Есть желание попить чайку в понедельник?
Присоединяйтесь.

----------


## Пема Чораб

В понедельник если с утра, то хорошо. Ещё лучше с 15.00 примерно до 17.00-17.30.

----------


## Ersh

Эрмитаж, я правильно понимаю?

----------


## Пема Чораб

Если есть желание получить 20% скидки, то да. А так - не принципиально.
У меня есть желание получить скидку, но это - не принципиально  :Wink:

----------


## Alex

Если до 17.30, то присоединяюсь.

----------


## Ersh

Да я тоже за Эрмитаж, так как: 1. Скидки. 2. Близко для большинства пьющих.
Будем рады видеть новых людей.

----------


## Банзай

Привет, Москва!
Есть что-то в вашем городишке, что заставляет думать и жить быстрее, иногде не грех встряхнуть кости да прогуляться "по Тверской, да без денег".

Оченно может случиться, что посещу ближе к 20-му числу.
Вот тады и попьем, стоит только получше выбрать место и компанию, оптимально - ставшая уже почти родной Дальма са.
Здесь тебе и чай, здесь тебе и дзафу.

Хочется собрать всех дзэнков, включая Кванумовцев, что бы такого вам привезти, а, дорогие?

----------


## Ersh

А что - одно другое исключает?

----------


## Банзай

Чай и дзафу?
Нисколько.
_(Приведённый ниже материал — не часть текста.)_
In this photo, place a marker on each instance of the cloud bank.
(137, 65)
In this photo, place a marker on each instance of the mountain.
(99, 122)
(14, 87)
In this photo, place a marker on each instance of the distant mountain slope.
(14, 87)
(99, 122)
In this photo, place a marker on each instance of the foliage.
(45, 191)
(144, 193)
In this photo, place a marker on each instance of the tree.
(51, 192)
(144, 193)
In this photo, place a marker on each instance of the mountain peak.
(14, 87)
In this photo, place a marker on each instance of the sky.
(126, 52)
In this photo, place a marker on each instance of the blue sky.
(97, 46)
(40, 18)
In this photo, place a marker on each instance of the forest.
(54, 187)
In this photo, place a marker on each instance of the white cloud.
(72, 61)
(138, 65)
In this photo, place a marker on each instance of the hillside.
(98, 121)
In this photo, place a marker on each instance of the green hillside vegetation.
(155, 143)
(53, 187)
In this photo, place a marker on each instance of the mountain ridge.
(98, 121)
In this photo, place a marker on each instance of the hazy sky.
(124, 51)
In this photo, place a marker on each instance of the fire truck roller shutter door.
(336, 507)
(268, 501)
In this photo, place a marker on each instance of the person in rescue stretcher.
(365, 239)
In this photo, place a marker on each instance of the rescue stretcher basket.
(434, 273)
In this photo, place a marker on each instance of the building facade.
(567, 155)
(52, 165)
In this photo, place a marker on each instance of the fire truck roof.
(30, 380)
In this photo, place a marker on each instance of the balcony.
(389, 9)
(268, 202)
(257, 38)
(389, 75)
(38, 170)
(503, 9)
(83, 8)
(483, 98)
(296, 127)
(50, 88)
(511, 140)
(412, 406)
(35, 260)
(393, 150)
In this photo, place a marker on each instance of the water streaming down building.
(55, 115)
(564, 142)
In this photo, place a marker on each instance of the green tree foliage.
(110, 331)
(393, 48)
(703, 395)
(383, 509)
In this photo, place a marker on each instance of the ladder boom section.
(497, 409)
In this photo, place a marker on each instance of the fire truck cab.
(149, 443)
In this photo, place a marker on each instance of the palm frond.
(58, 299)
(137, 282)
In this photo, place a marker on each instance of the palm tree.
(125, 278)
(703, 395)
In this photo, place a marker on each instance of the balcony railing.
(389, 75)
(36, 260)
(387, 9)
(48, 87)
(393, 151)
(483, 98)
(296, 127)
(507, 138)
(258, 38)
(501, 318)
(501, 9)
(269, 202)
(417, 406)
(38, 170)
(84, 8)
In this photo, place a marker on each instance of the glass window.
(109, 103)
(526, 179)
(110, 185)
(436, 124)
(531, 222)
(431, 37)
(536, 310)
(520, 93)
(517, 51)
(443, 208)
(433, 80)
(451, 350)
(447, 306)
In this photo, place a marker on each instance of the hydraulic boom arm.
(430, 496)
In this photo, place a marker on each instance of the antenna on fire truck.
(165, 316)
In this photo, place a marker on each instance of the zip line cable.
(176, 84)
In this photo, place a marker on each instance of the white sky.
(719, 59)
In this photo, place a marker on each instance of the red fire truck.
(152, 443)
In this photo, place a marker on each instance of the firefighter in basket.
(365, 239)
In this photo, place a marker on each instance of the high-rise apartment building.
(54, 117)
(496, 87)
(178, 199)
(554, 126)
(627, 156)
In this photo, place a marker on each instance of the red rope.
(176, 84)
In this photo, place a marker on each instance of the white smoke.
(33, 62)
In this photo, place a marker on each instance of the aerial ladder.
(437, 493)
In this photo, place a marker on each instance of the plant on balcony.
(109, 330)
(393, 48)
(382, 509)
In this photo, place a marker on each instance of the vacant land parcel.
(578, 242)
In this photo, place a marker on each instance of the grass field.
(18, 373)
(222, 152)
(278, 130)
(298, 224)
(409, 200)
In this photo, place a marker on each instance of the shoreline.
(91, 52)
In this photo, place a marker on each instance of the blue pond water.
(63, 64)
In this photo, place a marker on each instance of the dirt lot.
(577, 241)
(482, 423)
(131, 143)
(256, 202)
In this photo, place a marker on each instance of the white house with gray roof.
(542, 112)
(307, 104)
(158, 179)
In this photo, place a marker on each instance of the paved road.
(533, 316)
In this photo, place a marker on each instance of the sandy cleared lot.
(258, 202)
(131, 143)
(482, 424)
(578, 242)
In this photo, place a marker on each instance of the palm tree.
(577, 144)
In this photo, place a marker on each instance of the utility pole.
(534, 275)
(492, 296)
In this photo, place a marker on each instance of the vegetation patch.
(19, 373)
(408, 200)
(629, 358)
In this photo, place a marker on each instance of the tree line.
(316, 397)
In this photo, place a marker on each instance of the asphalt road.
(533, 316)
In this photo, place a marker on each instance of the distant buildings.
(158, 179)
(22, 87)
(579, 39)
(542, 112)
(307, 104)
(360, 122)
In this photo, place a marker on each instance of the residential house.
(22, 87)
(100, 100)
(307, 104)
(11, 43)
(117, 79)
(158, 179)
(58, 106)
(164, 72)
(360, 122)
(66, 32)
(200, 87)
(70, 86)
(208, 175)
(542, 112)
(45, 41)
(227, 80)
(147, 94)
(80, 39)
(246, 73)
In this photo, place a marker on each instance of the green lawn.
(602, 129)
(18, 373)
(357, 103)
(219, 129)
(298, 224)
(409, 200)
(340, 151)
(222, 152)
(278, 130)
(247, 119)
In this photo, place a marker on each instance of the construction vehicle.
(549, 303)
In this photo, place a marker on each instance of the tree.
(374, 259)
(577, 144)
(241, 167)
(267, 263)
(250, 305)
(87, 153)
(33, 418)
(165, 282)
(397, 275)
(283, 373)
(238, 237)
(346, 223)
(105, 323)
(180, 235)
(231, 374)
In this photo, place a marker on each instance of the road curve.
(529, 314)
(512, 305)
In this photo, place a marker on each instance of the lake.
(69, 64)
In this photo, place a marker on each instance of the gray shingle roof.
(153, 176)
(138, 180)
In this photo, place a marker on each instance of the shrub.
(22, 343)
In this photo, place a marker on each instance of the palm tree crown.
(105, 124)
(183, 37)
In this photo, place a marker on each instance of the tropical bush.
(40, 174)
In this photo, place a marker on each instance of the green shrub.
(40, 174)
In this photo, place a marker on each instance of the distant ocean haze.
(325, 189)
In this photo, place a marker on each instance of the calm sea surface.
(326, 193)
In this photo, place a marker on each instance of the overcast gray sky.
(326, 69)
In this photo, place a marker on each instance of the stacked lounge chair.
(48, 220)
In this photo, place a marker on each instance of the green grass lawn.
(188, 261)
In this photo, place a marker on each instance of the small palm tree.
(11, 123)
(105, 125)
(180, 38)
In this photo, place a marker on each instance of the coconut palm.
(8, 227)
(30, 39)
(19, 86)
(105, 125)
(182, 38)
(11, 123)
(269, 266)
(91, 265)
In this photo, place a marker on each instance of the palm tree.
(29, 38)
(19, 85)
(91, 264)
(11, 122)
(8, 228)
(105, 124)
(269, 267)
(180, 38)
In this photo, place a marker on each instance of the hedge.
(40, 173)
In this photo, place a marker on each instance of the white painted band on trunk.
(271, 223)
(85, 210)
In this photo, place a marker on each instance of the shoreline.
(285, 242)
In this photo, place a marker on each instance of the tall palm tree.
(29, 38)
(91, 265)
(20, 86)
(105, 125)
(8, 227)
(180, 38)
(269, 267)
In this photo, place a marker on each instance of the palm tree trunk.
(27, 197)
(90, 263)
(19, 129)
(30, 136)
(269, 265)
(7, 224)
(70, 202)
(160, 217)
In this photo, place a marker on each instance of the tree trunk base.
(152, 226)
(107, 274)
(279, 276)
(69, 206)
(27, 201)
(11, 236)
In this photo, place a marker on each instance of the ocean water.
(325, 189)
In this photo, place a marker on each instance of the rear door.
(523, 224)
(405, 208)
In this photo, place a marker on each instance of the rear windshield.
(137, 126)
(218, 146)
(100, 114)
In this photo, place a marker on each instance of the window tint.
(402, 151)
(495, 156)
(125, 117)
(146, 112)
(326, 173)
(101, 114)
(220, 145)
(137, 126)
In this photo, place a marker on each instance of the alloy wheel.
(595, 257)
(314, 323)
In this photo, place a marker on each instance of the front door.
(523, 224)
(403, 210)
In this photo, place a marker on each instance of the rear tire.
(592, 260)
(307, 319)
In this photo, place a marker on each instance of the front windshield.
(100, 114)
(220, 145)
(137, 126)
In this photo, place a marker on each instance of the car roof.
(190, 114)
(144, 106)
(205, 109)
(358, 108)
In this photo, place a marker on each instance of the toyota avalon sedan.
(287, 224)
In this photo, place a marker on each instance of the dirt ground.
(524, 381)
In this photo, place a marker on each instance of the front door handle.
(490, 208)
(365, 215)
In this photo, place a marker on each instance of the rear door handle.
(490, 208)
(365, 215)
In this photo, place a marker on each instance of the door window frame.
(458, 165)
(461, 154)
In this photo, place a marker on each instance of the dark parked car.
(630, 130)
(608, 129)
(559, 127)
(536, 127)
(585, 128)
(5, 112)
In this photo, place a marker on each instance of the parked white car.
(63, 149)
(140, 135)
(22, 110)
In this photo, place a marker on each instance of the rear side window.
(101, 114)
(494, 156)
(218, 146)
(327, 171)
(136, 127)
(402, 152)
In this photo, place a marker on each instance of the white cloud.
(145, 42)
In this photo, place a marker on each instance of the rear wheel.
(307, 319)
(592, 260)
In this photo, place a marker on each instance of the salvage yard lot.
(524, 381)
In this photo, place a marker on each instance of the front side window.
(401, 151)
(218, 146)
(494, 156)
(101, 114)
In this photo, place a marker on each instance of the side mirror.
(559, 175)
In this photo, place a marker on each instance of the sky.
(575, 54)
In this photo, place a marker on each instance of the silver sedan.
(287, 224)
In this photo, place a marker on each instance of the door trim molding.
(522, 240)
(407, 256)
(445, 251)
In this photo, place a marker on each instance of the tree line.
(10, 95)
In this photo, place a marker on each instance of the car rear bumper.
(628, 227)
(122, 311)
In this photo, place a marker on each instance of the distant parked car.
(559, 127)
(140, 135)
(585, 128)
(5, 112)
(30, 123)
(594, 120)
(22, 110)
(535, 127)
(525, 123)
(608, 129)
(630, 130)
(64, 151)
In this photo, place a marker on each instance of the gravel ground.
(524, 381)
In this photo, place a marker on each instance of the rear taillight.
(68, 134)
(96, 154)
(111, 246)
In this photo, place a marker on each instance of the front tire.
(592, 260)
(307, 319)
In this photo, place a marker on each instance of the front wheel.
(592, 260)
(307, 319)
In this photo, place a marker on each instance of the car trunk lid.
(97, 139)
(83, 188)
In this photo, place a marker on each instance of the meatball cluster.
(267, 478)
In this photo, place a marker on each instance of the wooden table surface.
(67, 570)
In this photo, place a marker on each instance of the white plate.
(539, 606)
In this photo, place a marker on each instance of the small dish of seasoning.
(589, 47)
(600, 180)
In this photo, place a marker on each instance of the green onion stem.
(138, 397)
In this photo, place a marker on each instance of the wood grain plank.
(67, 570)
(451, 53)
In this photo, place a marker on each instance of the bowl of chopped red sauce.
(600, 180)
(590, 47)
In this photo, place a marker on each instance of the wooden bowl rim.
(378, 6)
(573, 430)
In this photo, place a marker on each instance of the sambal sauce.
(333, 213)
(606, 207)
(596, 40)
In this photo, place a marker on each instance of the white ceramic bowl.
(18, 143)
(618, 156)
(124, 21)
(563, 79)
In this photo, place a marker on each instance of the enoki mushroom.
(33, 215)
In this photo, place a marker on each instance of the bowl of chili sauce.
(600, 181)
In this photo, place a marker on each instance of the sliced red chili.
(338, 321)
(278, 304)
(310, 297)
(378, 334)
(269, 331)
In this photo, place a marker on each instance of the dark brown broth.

Но пойми, вы-то рядом сидите, друг друга видеть можете сколько заблагорассудится, а мне интересно всех повидать, чтобы по Москве не шарахаться.
Разве есть место более уютное в этом плане, чем Дальма са?
Если нас, конечно, пригласят -)

----------


## Ersh

Тоже мне нашел кафе свиданий...

----------


## Банзай

Ну на нет и суда нет ..

----------


## Борис

В понедельник в это время я скорее всего пас...

----------


## Ersh

Жалко, Борь. Давно не виделись.
Шаман написал, что заказал столик в большом зале справа.
Может быть, придут Авас и Улла.
Ожидаются Спокойный и Полина с мужем.
После чая - Шаман пойдет в Центр Ламы Цзонкапы на лекцию Геше Тинлея. Желающие могут присоединиться, если я его правильно понял.

----------


## Пема Чораб

Да, желающие могут присоединиться и к чаю, и на лекцию. 
Если я не ошибаюсь, то будет продолжено чтение комментария к Бодхичарья-аватаре Шантидэвы, вход свободный но платный. Для имущих 100 руб, для не особо имущих пенсионеров 50 руб. (Это за лекцию).
Чай может обойтись в среднем в 200 рублей с человека. Один раз, впрочем, пили и за 36 рублей с человека, но это по большому знакомству и не всегда прокатывает  :Wink:

----------


## Ersh

А пару раз выпадало по 108 рублей...

----------


## Банзай

А что - одно другое исключает?

Ерш, я тебя не понял сразу.
Про понедельник мимо, я просто хотел пригласить всех дзэнков не просто по чаю, дело есть.
Разговор то есть.

----------


## Ersh

Не вопрос. Сегодня был в Се, там тебе всегда рады.

----------